Electronic books improving in quality and price

FRESNO, Calif.

Consumer Reports says e-book readers have improved and prices are dropping. The Kindle that cost $259.00 last year now sells for as low as $139.00.

More than half the people in this book group use an e-book reader. They like that the screen is easy to read and you can take it anywhere.

Ellie Schoenbaum said, "You know, going on trips, we used to carry a separate suitcase between my husband and I ... of all the books we wanted to read. And he has a Kindle and I have a Kindle and it was just nothing."

Consumer Reports tested the Kindle, along with more than a dozen e-readers, including the Nook from Barnes and Noble.

Testers evaluated the ease of reading and downloading books, and how fast the pages turn.

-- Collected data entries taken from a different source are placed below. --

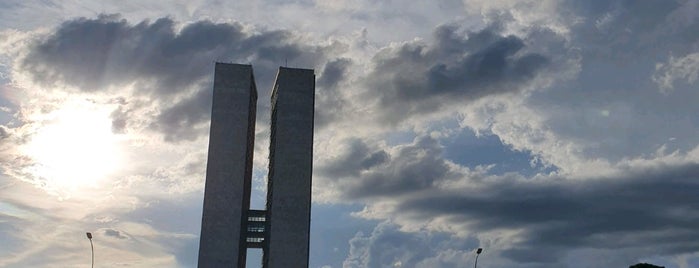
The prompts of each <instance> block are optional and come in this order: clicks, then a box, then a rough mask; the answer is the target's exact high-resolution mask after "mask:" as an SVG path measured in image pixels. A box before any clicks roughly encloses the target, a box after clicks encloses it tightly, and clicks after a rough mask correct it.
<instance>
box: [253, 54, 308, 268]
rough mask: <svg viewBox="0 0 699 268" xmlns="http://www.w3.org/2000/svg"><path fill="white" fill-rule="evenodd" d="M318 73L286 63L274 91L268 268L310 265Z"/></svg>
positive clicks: (275, 84) (271, 153)
mask: <svg viewBox="0 0 699 268" xmlns="http://www.w3.org/2000/svg"><path fill="white" fill-rule="evenodd" d="M314 103H315V74H314V73H313V70H310V69H292V68H284V67H280V68H279V72H278V73H277V79H276V82H275V85H274V91H273V92H272V122H271V123H272V127H271V134H270V135H271V136H270V145H269V175H268V182H267V183H268V184H267V226H268V229H267V231H266V234H265V235H266V239H265V240H266V241H267V242H266V247H265V249H264V257H263V263H264V267H269V268H277V267H279V268H282V267H308V250H309V231H310V220H311V218H310V216H311V174H312V170H313V115H314Z"/></svg>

Most of the readers, including the Kindle and the Nook, use e-ink technology, which is only black and white. Others use a backlit LCD screen like a laptop. They can display color and, unlike e-ink, you won't need a light to read them in the dark. But they have a problem outdoors.

Rich Fisco said, "I'd say that the color screens are almost impossible to read outdoors. On the other hand, the e-ink screens are almost like reading a real book."

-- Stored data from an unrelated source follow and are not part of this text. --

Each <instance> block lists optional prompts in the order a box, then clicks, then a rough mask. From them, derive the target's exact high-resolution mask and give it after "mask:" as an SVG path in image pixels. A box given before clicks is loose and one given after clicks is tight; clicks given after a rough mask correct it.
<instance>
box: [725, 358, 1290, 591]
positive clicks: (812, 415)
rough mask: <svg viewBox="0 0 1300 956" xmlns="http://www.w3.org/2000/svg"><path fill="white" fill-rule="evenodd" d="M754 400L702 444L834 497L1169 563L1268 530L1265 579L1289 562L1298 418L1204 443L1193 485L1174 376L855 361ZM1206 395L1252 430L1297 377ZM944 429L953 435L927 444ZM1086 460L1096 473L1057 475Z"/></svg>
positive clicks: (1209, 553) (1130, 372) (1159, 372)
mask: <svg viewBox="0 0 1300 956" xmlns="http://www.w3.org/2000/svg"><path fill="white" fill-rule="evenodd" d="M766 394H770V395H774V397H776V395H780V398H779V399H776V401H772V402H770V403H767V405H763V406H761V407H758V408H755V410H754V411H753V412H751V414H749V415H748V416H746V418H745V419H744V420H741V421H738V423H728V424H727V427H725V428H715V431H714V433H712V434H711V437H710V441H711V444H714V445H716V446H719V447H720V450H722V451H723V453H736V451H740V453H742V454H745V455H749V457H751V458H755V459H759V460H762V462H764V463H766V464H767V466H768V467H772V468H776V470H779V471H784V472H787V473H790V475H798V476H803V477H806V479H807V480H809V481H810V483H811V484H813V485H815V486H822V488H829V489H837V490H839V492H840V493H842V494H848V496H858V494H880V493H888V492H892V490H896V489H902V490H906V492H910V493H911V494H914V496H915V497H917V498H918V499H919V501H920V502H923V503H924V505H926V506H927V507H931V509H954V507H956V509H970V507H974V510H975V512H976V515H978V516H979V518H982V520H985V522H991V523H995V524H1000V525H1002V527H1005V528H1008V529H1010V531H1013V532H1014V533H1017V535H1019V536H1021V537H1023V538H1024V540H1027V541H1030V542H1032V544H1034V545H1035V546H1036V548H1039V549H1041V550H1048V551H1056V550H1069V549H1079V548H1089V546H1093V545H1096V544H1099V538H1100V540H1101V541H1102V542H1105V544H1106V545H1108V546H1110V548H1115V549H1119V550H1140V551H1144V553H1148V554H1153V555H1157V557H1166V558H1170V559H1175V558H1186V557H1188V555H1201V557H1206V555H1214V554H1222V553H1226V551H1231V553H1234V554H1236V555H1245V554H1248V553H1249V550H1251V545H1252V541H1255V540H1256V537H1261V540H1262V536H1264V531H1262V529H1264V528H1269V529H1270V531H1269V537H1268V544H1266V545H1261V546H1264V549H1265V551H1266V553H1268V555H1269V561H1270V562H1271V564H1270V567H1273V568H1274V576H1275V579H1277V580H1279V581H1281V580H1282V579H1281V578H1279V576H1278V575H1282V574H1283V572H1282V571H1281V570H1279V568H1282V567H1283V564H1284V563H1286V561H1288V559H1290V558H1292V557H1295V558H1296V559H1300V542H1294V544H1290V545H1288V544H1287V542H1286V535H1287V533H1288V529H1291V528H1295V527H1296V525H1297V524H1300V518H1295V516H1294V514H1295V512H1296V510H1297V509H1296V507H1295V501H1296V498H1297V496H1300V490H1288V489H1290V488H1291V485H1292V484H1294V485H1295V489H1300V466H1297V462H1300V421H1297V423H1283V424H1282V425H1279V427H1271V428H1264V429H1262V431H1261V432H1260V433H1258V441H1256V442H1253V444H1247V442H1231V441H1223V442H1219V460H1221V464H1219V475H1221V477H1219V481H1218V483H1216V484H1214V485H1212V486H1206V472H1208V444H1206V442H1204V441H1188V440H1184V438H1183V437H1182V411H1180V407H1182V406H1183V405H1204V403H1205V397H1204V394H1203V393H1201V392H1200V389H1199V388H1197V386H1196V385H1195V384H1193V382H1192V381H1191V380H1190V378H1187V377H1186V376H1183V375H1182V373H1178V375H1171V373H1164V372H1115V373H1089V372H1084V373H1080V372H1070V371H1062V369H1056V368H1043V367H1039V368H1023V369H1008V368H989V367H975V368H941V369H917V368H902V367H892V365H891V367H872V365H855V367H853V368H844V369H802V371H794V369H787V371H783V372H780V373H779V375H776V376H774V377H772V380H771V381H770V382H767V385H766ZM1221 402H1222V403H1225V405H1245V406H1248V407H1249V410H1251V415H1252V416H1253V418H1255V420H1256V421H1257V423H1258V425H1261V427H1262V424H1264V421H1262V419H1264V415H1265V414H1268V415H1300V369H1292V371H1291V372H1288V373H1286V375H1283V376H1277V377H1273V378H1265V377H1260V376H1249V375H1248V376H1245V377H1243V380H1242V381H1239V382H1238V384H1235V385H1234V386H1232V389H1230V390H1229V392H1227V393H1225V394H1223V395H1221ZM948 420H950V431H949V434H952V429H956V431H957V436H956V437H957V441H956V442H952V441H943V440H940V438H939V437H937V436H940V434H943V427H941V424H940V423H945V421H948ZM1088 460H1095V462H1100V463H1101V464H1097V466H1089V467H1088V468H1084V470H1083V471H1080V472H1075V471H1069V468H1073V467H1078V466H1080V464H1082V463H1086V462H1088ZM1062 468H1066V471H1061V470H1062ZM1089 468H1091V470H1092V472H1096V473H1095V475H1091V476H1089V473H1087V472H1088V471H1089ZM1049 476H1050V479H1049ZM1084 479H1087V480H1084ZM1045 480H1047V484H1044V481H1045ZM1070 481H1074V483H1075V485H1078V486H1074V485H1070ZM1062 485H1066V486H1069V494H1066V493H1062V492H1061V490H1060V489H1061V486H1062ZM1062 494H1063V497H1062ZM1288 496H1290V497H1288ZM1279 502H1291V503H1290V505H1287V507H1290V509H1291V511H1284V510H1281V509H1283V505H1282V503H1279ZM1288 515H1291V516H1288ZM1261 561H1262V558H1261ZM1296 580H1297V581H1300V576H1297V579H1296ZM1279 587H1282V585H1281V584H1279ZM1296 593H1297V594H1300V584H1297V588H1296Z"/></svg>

In the end, Consumer Reports gave top-ratings to the $189.00 3G Kindle.

Paul Reynolds said, "It's the best reader we've ever tested. The type is crisp and easy to read. The battery life is outstanding, as is the speed of the page turns."

But you can save money buying the $139.00 Kindle, which is identical to the 3G Kindle except you can only download content via Wi-Fi.

"We also recommend the Barnes and Noble Nook," said Reynolds. "It doesn't score quite as high as the Kindle, but you can use it to download free library books. The Kindle doesn't accept library books."

Barnes and Noble also has a color Nook that sells for $249.00. Consumer Reports will be testing it soon.